After all, companies from the automotive to financial sectors are facing faster-changing markets populated by technology startups that threaten to entirely upend their business models. The smartest leaders are rising to the challenge by striking a strategic balance between internal and external innovation, according to BCG partner Andrew Taylor. “They are smart and efficient at scanning for external ideas—and deft at bringing them inside.”
Topping this year’s list, as they did last year, were Apple, Google, Tesla and Microsoft. Amazon jumped four spots to fifth, while Netflix and Facebook moved into the top ten for the first time, taking out sixth and ninth places, respectively.
The results were based on a survey of 1,500 senior innovation executives across a wide range of countries and industries, BCG said.
As recently reported in Chief Executive, companies such as Apple, Google, Intel and Microsoft are indeed ramping up partnerships with other companies, large and small, to tap their know-how.

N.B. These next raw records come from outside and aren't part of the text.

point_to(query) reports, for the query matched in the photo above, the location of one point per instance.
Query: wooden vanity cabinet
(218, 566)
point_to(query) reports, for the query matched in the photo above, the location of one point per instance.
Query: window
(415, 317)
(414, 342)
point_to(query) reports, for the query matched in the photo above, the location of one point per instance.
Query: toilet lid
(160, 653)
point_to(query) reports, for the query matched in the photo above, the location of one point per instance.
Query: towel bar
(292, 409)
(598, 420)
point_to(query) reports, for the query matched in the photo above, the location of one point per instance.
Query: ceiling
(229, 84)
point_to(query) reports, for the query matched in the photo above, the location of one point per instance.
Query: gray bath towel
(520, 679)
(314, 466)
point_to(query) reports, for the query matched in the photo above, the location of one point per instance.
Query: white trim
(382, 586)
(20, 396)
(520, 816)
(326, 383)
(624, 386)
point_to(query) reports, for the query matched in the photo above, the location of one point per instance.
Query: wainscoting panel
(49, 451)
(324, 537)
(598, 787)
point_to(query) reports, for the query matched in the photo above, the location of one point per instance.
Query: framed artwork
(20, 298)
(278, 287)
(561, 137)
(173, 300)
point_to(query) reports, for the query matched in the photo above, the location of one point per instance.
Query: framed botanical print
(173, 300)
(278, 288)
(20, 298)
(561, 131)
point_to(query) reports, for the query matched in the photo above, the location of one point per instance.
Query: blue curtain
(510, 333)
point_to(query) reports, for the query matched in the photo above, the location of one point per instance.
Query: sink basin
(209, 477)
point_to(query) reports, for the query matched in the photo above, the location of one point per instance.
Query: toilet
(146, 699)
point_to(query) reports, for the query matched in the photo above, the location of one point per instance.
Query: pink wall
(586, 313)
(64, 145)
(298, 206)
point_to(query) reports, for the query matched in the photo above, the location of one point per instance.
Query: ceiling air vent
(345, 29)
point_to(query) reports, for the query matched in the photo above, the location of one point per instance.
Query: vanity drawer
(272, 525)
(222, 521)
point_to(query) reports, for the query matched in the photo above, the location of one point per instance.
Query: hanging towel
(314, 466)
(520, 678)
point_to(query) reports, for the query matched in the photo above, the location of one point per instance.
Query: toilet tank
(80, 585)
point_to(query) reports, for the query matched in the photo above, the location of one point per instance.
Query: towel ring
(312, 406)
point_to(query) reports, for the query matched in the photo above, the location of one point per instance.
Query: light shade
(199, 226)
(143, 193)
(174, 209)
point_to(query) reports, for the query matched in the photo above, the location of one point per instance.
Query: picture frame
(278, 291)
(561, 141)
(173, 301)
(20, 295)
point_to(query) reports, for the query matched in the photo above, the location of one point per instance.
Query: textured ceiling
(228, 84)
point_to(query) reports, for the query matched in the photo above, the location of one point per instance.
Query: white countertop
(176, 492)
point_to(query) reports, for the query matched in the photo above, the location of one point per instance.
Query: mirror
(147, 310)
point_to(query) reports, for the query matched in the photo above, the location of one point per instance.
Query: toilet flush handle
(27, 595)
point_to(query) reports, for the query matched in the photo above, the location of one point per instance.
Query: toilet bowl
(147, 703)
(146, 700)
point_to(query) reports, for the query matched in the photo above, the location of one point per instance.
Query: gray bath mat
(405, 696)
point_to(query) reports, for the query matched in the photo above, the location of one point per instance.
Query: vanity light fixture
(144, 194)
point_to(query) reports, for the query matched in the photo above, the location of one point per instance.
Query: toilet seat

Microsoft, for example, in October announced a new partnership with Renault-Nissan to develop advanced navigation and predictive maintenance technology for its cars. “We don’t develop a technology for the sake of developing a technology. We develop a technology when we think nobody is developing it,” Renault-Nissan CEO Carlos Ghosn said at the time.
BCG found a clear correlation between performance and a preparedness to apply sophisticated techniques for sourcing external ideas. Strong innovators, for example, took a more analytical approach, with 65% saying they found new ideas through social networks and big data mining, compared with just 14% for weak innovators.
Strong innovators were more open to flexibility, with two-thirds saying they found new ideas through external partnerships versus 22% for weak innovators. They also were more likely to employ corporate venture capital and incubators to harvest external information.
This year’s top 50 had 10 new entrants, including Uber, Airbnb and high-tech apparel chain Under Armour.
Ranked at 22, Under Armour has displayed a noteworthy ability to combine external and internal innovation to rapidly grow into a $17 billion company, BCG said. CEO and founder Kevin Plank got things rolling by finding a material that repels perspiration, and following that up with acquisitions to add fitness devices and apps to the company’s offering.
“Plank understands that data is at the center of everything he is trying to do,” the BCG report, which can be viewed here, said. “He has focused intently on capturing and employing data both for the users of Under Armour products and for the company’s innovation and growth programs.”